Vermont-based electric aircraft developer Beta Technologies flew its Alia prototype into Montréal on Wednesday. According to Beta, this was the first time an all-electric aircraft crossed an international border and the first time one landed in Montréal.
With Beta test pilot Chris Caputo at the helm and accompanied by Beta flight test engineer Emma Davis, the Alia prototype took off from the company’s flight testing center at Plattsburgh International Airport (PBG) in New York at 1:54 p.m. EDT. About 30 minutes and 64 miles (55 nm) later, it touched down at Pierre Elliott Trudeau International Airport (YUL), where the company recently opened a research and development facility. According to Beta, the Class B airport is in busy airspace and serves about 53,000 passengers per day.
“It’s exciting to have this opportunity to fly our all-electric aircraft into one of the busiest airports in one of the top aerospace capitals of the world,” said Beta founder and CEO Kyle Clark. “Quebec’s focus on sustainability and carbon neutrality matches ours at Beta, and we are grateful for the support of our partners in the region, like ICAO, AéroMontréal, the airport, and the delegation. This flight represents another meaningful step toward creating a sustainable aviation future globally.”
Several leaders from the aerospace and transportation industries joined Beta at the Montréal airport to commemorate the Alia’s flight, including ICAO secretary general Juan Carlos Salazar, AeroMontréal president Melanie Lussier, Montréal Airports president and CEO Yves Beauchamp, and Quebec’s delegate for New England, Marie-Claude Francoeur.

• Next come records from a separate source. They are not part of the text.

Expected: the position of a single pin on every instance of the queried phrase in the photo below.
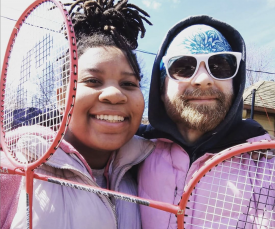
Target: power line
(9, 18)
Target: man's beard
(200, 117)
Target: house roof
(265, 94)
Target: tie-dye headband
(196, 39)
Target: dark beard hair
(198, 117)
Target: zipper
(126, 167)
(106, 201)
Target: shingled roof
(265, 95)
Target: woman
(99, 148)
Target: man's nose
(113, 95)
(202, 78)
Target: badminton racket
(232, 190)
(38, 86)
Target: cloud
(152, 4)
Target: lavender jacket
(60, 207)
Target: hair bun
(89, 16)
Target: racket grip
(7, 169)
(29, 198)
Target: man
(195, 109)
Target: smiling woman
(99, 147)
(109, 105)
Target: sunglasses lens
(222, 66)
(182, 67)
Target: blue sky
(254, 19)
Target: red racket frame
(211, 163)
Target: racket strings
(238, 193)
(39, 64)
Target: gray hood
(162, 125)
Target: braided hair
(105, 23)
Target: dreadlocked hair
(105, 23)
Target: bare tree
(259, 64)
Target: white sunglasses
(220, 65)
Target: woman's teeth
(110, 118)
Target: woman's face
(109, 103)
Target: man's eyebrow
(94, 70)
(128, 73)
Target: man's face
(199, 103)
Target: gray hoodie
(232, 130)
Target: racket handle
(29, 198)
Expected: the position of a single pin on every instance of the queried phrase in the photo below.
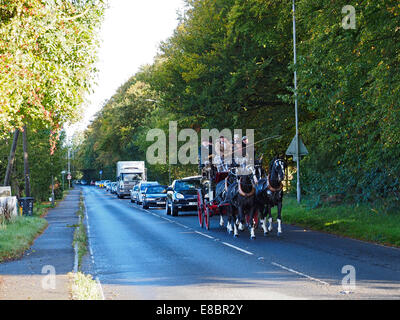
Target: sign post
(297, 149)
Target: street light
(295, 106)
(169, 166)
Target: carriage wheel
(200, 207)
(207, 217)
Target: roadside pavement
(41, 274)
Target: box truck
(129, 173)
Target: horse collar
(272, 188)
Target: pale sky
(130, 35)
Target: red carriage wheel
(207, 216)
(200, 207)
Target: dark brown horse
(241, 198)
(269, 193)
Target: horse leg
(235, 230)
(240, 218)
(252, 224)
(263, 218)
(270, 227)
(230, 216)
(279, 219)
(221, 220)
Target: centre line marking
(237, 248)
(299, 273)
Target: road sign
(292, 150)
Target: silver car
(134, 193)
(142, 187)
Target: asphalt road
(145, 254)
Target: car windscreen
(144, 186)
(187, 185)
(129, 177)
(156, 189)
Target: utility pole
(295, 106)
(26, 163)
(69, 168)
(11, 158)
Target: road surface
(145, 254)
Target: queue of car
(180, 196)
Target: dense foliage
(230, 64)
(47, 53)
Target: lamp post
(169, 166)
(296, 106)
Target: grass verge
(80, 235)
(83, 287)
(17, 237)
(359, 222)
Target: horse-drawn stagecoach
(243, 193)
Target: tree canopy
(230, 64)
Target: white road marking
(205, 235)
(100, 288)
(299, 273)
(237, 248)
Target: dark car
(154, 196)
(182, 195)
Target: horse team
(252, 196)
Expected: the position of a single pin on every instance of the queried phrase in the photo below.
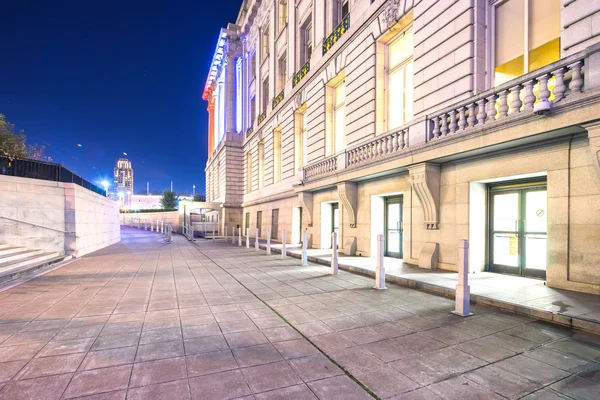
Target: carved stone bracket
(425, 180)
(348, 194)
(594, 138)
(306, 199)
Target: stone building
(423, 121)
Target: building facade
(423, 121)
(123, 183)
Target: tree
(199, 197)
(168, 200)
(13, 144)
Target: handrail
(37, 225)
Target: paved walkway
(147, 320)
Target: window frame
(391, 70)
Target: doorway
(518, 229)
(393, 227)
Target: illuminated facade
(123, 182)
(425, 122)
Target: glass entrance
(518, 230)
(393, 227)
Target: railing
(25, 168)
(298, 76)
(377, 148)
(321, 168)
(278, 99)
(337, 33)
(535, 92)
(528, 94)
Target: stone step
(10, 249)
(32, 267)
(20, 254)
(38, 258)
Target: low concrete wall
(55, 216)
(169, 217)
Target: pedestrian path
(145, 319)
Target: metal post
(304, 253)
(380, 269)
(334, 255)
(283, 249)
(463, 292)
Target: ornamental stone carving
(425, 180)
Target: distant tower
(124, 182)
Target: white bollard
(304, 253)
(379, 268)
(334, 255)
(283, 249)
(463, 292)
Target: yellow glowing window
(527, 37)
(400, 81)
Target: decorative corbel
(306, 199)
(425, 180)
(348, 194)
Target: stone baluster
(516, 103)
(453, 124)
(436, 127)
(544, 93)
(529, 98)
(503, 109)
(492, 107)
(559, 87)
(471, 118)
(462, 120)
(444, 124)
(481, 115)
(576, 79)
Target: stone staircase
(17, 262)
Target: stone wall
(54, 216)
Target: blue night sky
(113, 76)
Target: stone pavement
(147, 320)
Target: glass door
(518, 230)
(393, 227)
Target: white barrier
(304, 252)
(379, 268)
(463, 291)
(283, 249)
(334, 254)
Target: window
(400, 80)
(282, 73)
(306, 45)
(265, 42)
(301, 146)
(526, 37)
(282, 14)
(265, 94)
(259, 222)
(274, 223)
(261, 164)
(276, 155)
(248, 172)
(339, 101)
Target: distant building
(124, 182)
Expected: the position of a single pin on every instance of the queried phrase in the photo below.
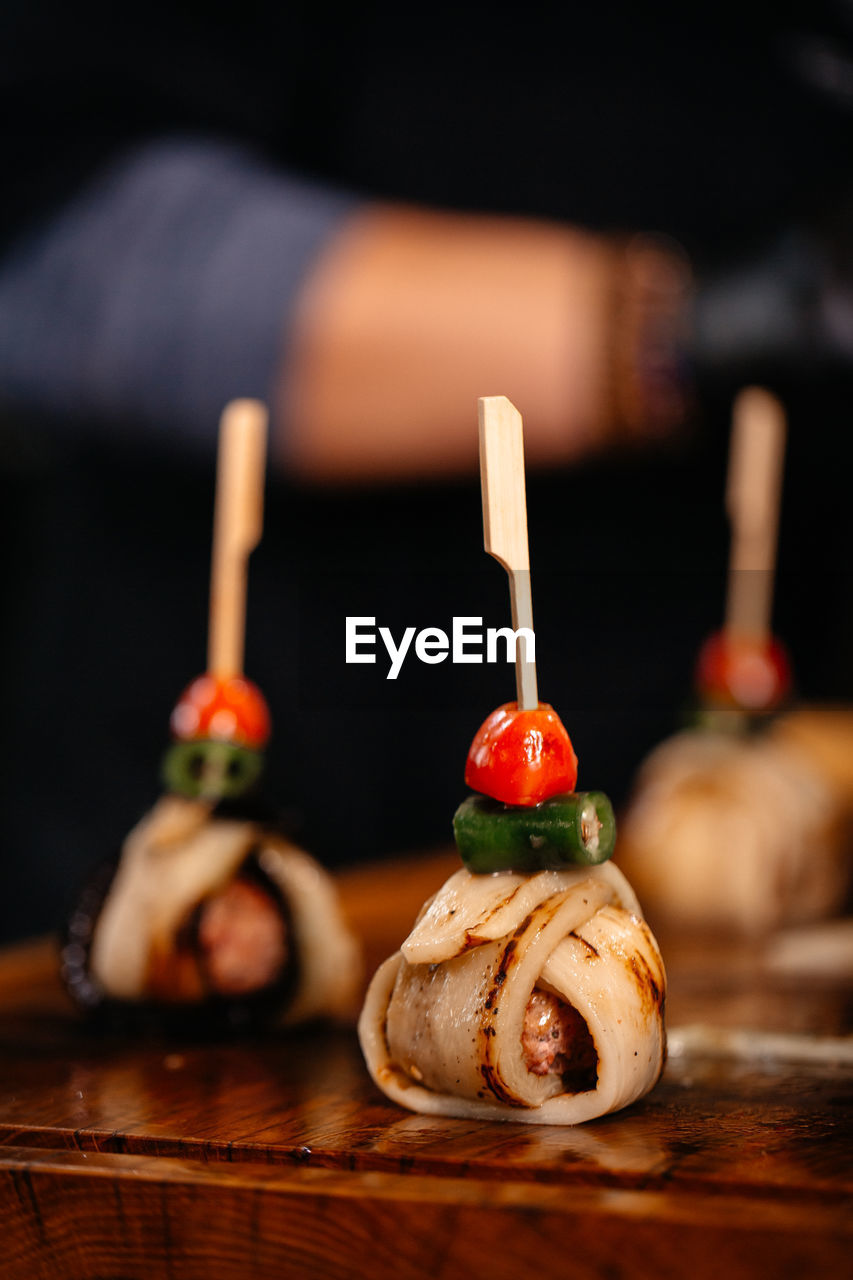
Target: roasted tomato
(743, 672)
(521, 758)
(228, 709)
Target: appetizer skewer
(210, 908)
(730, 824)
(743, 670)
(529, 988)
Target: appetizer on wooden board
(530, 988)
(210, 909)
(738, 823)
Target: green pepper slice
(576, 830)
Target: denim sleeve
(160, 291)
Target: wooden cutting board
(278, 1157)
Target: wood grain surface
(277, 1156)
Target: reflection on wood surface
(277, 1156)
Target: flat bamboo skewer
(505, 524)
(753, 494)
(238, 512)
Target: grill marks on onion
(556, 1041)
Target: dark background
(699, 127)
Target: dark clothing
(720, 128)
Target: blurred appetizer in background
(530, 988)
(210, 909)
(743, 822)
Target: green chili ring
(576, 830)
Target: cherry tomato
(520, 757)
(749, 673)
(229, 709)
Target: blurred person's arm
(411, 314)
(191, 272)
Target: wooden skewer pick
(237, 530)
(753, 494)
(505, 524)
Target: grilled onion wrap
(142, 945)
(442, 1024)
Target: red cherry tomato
(749, 673)
(520, 757)
(227, 708)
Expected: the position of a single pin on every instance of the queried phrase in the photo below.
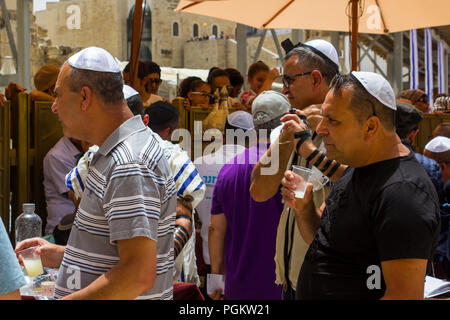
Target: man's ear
(86, 98)
(145, 119)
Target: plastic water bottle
(28, 224)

“In its aerospace strategy, Quebec emphasizes revolutionary technologies that will meet the environmental requirements for the next generation of aircraft. Beta's project is fully in line with this strategy and, on a larger scale, with the objectives and priorities of our region's premiers and governors,” said Francoeur. “This collaboration between Quebec and Vermont is a perfect example of the technological breakthrough that will help us achieve our regional goal of carbon neutrality by 2050.”
Beta, which is headquartered in South Burlington, Vermont, is developing two versions of its six-seat electric air taxi: one with vertical lift capabilities and one that takes off and lands like a conventional airplane, or CTOL. The aircraft that flew to Montréal on Wednesday is in the CTOL configuration. That same aircraft has so far accrued more than 26,000 miles (42,000 kilometers) in flight testing over the past three years, including on some cross-country flights.
Beta originally developed the CTOL airplane as a technology demonstrator for its eVTOL aircraft, but the company recently decided it would certify both versions of the vehicle, not just the eVTOL. According to Beta, the two aircraft share 80 percent of their design elements, with the primary difference being the vertical lift propellers. The CTOL aircraft is expected to be certified and ready for commercial service in 2025, with certification and service entry of the eVTOL version following shortly thereafter.